Greeting card sellers under fire over poor sustainability disclosure
More than half (52%) of UK adults assume well-known businesses that sell greetings cards offer sustainable products made from well managed forests, a YouGov poll for WWF has revealed.
The British are the biggest card senders in the EU, and almost 2 in 5 (39%) buycards from specialist card retailers, but in WWF’s timber scorecard only one of the reviewed card sellers, Hallmark, scored highly on its sustainability policy and transparency for consumers. Card sellers like Paperchase and Clintons Cards received the lowest marks.
WWF highlights that despite the industry being worth an estimated £1.6bn at Christmas time alone, greetings cards are among the products not covered by the European Union Timber Regulation (EUTR), which is designed to keep illegally sourced timber out of the marketplace.
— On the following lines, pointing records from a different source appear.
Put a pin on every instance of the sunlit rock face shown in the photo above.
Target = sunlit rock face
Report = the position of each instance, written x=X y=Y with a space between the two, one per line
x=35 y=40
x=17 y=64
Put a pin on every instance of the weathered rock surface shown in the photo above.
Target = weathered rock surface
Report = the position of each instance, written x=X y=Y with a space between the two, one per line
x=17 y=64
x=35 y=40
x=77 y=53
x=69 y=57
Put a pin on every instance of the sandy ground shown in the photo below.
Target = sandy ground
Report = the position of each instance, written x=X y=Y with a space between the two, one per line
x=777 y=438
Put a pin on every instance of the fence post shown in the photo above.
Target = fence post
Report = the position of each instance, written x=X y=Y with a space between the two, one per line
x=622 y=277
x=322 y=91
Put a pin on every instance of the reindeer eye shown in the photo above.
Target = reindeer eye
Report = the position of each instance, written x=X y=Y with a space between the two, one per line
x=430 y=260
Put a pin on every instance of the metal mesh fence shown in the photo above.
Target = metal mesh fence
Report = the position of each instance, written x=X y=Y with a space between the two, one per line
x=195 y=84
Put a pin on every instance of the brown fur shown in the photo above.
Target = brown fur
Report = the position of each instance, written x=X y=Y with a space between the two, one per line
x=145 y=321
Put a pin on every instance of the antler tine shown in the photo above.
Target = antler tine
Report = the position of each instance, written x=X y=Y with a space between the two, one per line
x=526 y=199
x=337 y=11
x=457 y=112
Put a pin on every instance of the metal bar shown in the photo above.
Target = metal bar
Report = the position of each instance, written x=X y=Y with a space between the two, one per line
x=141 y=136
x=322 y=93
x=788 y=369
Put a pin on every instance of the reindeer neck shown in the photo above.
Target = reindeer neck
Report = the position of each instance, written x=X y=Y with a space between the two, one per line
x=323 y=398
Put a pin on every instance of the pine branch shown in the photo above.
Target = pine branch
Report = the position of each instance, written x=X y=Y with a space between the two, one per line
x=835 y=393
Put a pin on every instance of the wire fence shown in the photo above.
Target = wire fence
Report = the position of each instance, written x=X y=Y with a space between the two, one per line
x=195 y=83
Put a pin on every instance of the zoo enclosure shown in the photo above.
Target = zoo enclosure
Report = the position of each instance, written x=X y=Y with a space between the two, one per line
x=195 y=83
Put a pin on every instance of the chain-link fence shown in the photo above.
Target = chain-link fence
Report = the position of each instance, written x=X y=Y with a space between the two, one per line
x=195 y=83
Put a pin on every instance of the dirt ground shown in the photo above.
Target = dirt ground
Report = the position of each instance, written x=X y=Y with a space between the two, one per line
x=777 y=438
The regulation is currently under review by the European Commission in Brussels, and WWF has been campaigning to have ‘loopy loopholes’ closed, so that all goods that contain wood but are currently exempt from the EUTR, like books, cards, chairs and toys, are included.
Julia Young, WWF’s adviser on sustainable and legal timber trade, commented: “Consumers have told us time and again they want businesses to act responsibly and help them buy sustainably.
“Thousands of our supporters tweeted Paperchase and Clintons last week to try and persuade them to up their game. Clintons tweeted back that they are complying with the EU Timber Regulation, but say nothing about sustainability.
“Paperchase tweeted that they are sourcing from sustainable wood sources but we still can’t find any policy about this on their website, and they are not responding to our direct enquiries about this. For such well-known brands, they should be demonstrating leadership on this issue."